Sie gründeten Frauenverlage und -zeitschriften, eröffneten Frauenbuchläden, -cafés und -bildungsstätten, richteten Notrufe und Häuser für geschlagene Frauen ein und vieles mehr. In diesen frauenbestimmten Räumen sollten Frauen die Möglichkeit haben, frei von patriarchalen Zwängen neue, andere Erfahrungen mit Frauen zu machen. Sei es über die literarische Vermittlung neuer Frauenbilder (welche erinnert sich nicht an Häutungen von Verena Stefan), sei es als Fluchtburg vor dem grauen Alltag des Patriarchats. Ohne Zweifel veränderten sich die Beziehungen unter Frauen, öffneten sich Türen, die ihnen vorher verschlossen waren, wurden Wege aufgezeigt und eingefordert, die es ihnen erlaubten, sich zumindest teilweise den verschiedenen direkten Zwängen zu entziehen. Mit den Projekten verband sich auch die Hoffnung, den Aufbau eines Gegenmilieus [zu] ermöglichen, in dem Frauen unbeeinflußt von Männern eigene Lebensformen entwickeln [können]. Darüber hinaus hofften die Frauen, sich Arbeitsmöglichkeiten in selbstbestimmten Räumen schaffen und sich so der patriarchalen Arbeitswelt entziehen zu können.(4) Doch schon damals wurden diese selbstbestimmten Räume oft zu Nischen, in denen viele sich in ihrem Frausein gemütlich einrichteten.

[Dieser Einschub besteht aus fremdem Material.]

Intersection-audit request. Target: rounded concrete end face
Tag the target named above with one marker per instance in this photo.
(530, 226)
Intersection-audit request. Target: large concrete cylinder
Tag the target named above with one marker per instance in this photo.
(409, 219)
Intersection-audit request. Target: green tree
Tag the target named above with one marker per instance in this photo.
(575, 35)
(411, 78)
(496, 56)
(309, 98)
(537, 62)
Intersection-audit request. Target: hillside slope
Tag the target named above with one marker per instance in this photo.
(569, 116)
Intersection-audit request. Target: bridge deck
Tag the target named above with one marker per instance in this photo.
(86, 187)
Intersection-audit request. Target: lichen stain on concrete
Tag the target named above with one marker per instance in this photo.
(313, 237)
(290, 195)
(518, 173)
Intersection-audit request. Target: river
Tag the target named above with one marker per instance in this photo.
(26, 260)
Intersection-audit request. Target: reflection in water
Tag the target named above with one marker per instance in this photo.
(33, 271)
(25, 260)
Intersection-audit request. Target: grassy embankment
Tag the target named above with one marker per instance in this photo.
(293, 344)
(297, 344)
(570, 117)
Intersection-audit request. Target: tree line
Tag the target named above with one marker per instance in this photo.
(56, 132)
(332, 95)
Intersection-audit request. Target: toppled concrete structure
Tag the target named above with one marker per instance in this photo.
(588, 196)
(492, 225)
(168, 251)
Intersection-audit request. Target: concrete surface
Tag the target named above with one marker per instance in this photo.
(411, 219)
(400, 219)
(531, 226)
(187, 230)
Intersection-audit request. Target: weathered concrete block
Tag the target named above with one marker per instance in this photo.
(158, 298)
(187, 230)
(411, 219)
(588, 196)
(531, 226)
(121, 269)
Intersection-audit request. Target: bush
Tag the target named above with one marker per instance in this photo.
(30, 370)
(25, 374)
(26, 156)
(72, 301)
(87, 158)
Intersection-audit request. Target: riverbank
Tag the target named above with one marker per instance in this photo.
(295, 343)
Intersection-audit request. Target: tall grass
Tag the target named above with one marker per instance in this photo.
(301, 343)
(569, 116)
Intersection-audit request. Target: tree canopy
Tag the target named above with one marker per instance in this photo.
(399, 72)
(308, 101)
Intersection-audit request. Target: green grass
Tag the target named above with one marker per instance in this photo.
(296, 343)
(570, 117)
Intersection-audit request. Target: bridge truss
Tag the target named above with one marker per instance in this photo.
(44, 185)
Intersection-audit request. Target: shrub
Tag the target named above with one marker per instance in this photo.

Bei den öffentlich agierenden Gruppen und Projekten dieser Zeit stand das Autonomiegebot als zentraler Organisationsansatz im Mittelpunkt. Es beinhaltete die von Staat, Parteien und sonstigen Institutionen unabhängige Finanzierung und Trägerinnenschaft und setzte auf die unbezahlte Arbeit der Projekte-Frauen, die in Abgrenzung zur klassischen karitativen Arbeit von Frauen in Verbänden und Kirchen auf die Veränderung der Gesellschaft und des eigenen Alltags zielte. Die staatlichen Institutionen und caritativen Verbände wurden wegen ihrer männlich-dominierten und hierarchischen Strukturen kritisiert. Dem glaubten die Frauen das Konzept der Frauenselbstbestimmung entgegensetzen zu können.

Die seit Anfang der siebziger Jahre entstandenen Selbsterfahrungsgruppen waren der Versuch, gemeinsam die gesellschaftlichen Vereinzelungstendenzen aufzubrechen. Das Private wurde in dem Moment politisch, in dem sich Frauen über die scheinbar individuellen Erfahrungen im Reproduktions- und Lohnarbeitsbereich austauschten und diese als kollektive Erfahrungen struktureller Gewalt erkannten. Verbanden viele zu Beginn der Frauenbewegung ihre subjektiven Erfahrungen mit den gesellschaftlichen Bedingungen ihrer Unterdrückung und wandten sich gleichermaßen gegen Kapitalismus und Patriarchat, so löste sich dieser radikale Ansatz im Laufe der siebziger Jahre mehr und mehr auf hin zu einer Umkehrung der Parole Das Private ist politisch. Wenn aber das Politische privat wird, verändert sich auch die Perspektive. Es scheint dann, als ob nicht mehr die materielle Welt zu verändern [ist], sondern zuallererst das Selbst, ... so daß heute nur noch das Persönliche als politisch relevant und legitim erachtet wird.(5)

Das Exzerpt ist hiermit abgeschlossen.